# Touren-/Trainingspartner/-in   Nürnberg



## X-Caliber (6. Februar 2007)

Grüß Euch !

ich bin 25 J.und aus Nürnberg und möchte 2007 wieder auf dem MTB angreifen. Von 1997-2003 bin ich viel gefahren, dann ist es etwas abgerissen und ich saß letztes Jahr nur noch 800 km am Bike. Jetzt bin ich im Winter wieder regelmäßig gelaufen und suche nun nette Leute für gem. Touren am Wochenende oder im Sommer nach Feierabend ( bei mir nach 18.30) .
Im Juni plan ich auch mal wieder einen MTB Marathon mit zu fahren- evtl. im Spessart.
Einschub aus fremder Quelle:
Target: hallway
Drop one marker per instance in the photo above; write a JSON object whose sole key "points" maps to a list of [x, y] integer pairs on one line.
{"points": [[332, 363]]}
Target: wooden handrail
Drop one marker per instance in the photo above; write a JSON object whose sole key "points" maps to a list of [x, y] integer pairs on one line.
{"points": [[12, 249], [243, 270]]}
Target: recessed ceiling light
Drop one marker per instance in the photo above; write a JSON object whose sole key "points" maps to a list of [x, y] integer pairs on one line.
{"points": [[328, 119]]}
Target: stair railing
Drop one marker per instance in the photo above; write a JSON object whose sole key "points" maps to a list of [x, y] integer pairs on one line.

Ich fahr meistens im Osten von Nbg. also Tiergarten / Erlenstegen/ Moritzberg etc. und das ganze mit einem Hardtail.
Würde mich freuen wenn sich einfach ein paar nette Leute melden die Lust am biken haben und es auch nicht zu verbissen sehen. 
Tja und vielleicht gibt es sogar weibliche Wesen die sich angesprochen fühlen ?  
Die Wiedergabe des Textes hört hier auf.